Our optimizations are of immediate interest for other haplotype copying models. The following related algorithms have been explored without implementation.

Example 1

(Diploid Li and Stephens) We have yet to implement this model but expect average runtime at least subquadratic in reference panel size k. We build on the statement of the model and its optimizations in [13]. We have found the following recurrences which we believe will work when combined with a system of lazy evaluation algorithms:

Lemma 8

The diploid Li and Stephens HMM may be expressed using recurrences of the form

$$\begin{aligned} p_{i}[j_1,j_2] = \alpha _p p_{i-1}[j_1,j_2] + \beta _p(S_{i-1}(j_1) + S_{i-1}(j_2)) + \gamma _p S_{i-1} \end{aligned}$$
(17)

which use on the intermediate sums defined as

$$\begin{aligned} S_{i}&:= \alpha _cS_{i-1} + \beta _c\sum _{j\in \phi _i}S_{i-1}(j) + \gamma _c \sum _{(j_1, j_2) \in \phi _i^2} p_{i-1}[j_1,j_2]&\mathcal {O}(|\phi _i|^2) \end{aligned}$$
(18)
$$\begin{aligned} S_i(j)&:= \alpha _cS_{i-1} + \beta _cS_{i-1}(j) + \gamma _c\sum _{j_2 \in \phi _i}p_{i-1}[j, j_2]&\text {for } \mathcal {O}(k|\phi _i|) \text { many } j \end{aligned}$$
(19)

where \(\alpha _{(\cdot )}, \beta _{(\cdot )}, \gamma _{(\cdot )}\) depend only on the diploid genotype \(o_i\).

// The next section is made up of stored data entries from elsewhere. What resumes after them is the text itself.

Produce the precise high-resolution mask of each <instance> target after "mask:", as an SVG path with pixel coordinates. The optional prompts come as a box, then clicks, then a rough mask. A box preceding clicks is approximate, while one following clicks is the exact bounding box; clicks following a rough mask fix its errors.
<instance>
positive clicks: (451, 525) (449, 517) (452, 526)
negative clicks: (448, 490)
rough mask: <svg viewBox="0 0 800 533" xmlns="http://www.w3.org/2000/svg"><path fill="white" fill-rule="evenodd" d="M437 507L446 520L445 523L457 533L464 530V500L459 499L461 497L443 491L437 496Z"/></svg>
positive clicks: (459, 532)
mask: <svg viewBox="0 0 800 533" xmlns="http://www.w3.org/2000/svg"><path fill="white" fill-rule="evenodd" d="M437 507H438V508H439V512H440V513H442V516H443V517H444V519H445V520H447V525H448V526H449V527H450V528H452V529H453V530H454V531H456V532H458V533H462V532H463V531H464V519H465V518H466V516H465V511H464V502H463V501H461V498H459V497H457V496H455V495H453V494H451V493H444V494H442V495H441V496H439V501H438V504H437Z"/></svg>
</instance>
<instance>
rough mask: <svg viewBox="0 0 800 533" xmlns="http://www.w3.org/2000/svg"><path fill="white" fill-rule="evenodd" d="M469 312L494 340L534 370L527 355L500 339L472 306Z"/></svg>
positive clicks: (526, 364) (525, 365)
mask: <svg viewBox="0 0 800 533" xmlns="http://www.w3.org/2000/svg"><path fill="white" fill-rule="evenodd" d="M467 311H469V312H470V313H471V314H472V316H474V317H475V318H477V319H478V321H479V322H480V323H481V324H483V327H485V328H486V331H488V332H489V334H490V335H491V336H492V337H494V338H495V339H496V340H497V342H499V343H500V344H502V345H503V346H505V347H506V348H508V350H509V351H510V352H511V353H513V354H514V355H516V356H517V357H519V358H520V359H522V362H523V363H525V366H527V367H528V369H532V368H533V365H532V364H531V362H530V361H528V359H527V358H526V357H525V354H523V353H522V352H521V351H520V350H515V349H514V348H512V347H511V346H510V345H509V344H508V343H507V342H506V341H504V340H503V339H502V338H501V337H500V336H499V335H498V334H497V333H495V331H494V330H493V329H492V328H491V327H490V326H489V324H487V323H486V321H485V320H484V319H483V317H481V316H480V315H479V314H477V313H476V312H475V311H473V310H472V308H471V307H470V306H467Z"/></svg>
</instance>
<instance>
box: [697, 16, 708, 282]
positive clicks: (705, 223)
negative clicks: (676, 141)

Implementing and verifying the runtime of this extension of our algorithm will be among our next steps.

Example 2

(Multipopulation Li and Stephens) [14] We maintain separate sparse haplotype panel representations \(\phi ^A_i(o_i)\) and \(\phi ^B_i(o_i)\) and separate lazy evaluation mechanisms for the two populations A and B. Expected runtime guarantees are similar.

This model, and versions for \(> 2\) populations, will be important in large sequencing cohorts (such as NHLBI TOPMed) where assuming a single related population is unrealistic.

Example 3

(More detailed mutation model) It may also be desirable to model distinct mutation probabilities for different pairs of alleles at multiallelic sites. Runtime is worse than the biallelic model but remains average case sublinear.

Example 4

(Sequence graph Li and Stephens analogue) In [12] we described a hidden Markov model for a haplotype-copying with recombination but not mutation in the context of sequence graphs. Assuming we can decompose our graph into nested sites then we can achieve a fast forward algorithm with mutation. An analogue of our row-sparse-column matrix compression for sequence graphs is being actively developed within our research group.

While a haplotype HMM forward algorithm alone might have niche applications in bioinformatics, we expect that our techniques are generalizable to speeding up other forward algorithm-type sequence analysis algorithms.